Buyer Beware of "Fair-Trade"

Why must we, as consumers, be aware of the term Fair-Trade? 
Because the consumers have spoken! And this is an AMAZING step in the fight in the fashion industry for fair labor practices. Companies are taking notice of shoppers requests and are wanting to do something about it! 
This is good news, right? The answer is complicated. But, YES, we are so glad that we are starting to make a difference in the industry. But people are sneaky and tricky with their words. There are a lot of false promises and sins of omission when a revolution starts to take shape. And that is what is happening with the term fair-trade. 

In the environmentalists world, there is term called greenwashing. It's basically when a company makes misleading promises about their product in order to attract attention from the consumers who are environmentally conscious. 
When looking at an alternative looking product, you may assume it must be environmentally friendly. The marketers are assuming you will take one look at the packaging and product and make the purchase because it makes you feel good that you are purchasing a natural product that is also good for the environment. Companies are making the consumers feel like a more conscientious shopper because they have bought this "natural" product.
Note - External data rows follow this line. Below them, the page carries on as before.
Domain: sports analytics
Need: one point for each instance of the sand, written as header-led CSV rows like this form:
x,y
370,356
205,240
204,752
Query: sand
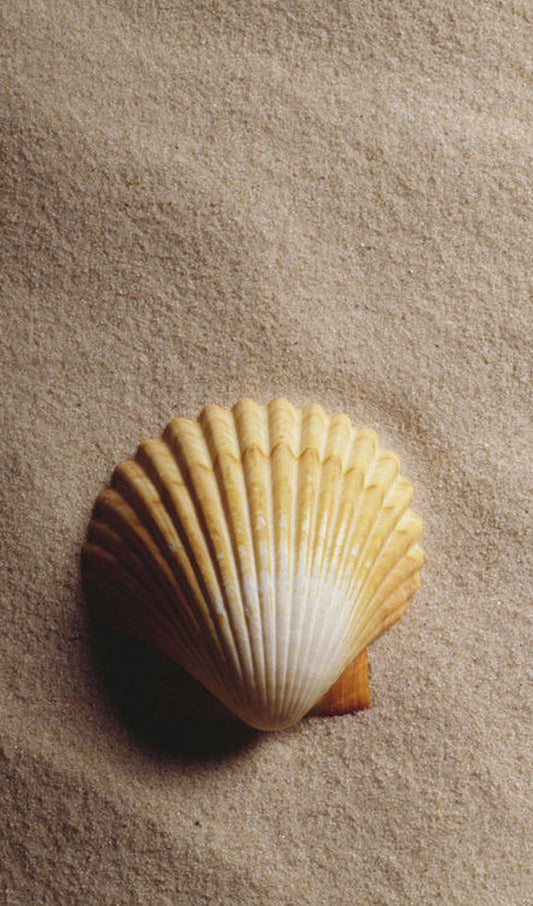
x,y
321,201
They are assuming you won't be doing your research. But they are telling us half-truths and we are reacting emotionally.  We feel like we are making the moral choice by picking the "environmentally friendly" items and maybe later realize we were kind of duped. We could say it's better than nothing and I suppose that's true. Or it's a step in the right direction? Again, we are getting companies to take notice - but we must demand more than the baby steps that these companies are taking. We must keep them accountable because of course it is easier for them to do as little as it takes to satisfy their consumers. But we are smarter than that and we deserve more. 

If we are seeing greenwashing all over the place, you know it is happening in fashion as well. Although I suppose it wouldn't necessarily qualify as greenwashing, maybe we should coin a term? While we are working on that, we can also work on how to beware of companies who are using our own words against us. 

If a company is claiming to be fair-trade then they should be willing to be transparent about their practices. We want clear and concise answers readily available to us. When we see factory info clearly on a companies website, then it is easier to believe what they are saying. No sneakiness! (Check out how Everlane shows their factories - insert heart emoji here!!)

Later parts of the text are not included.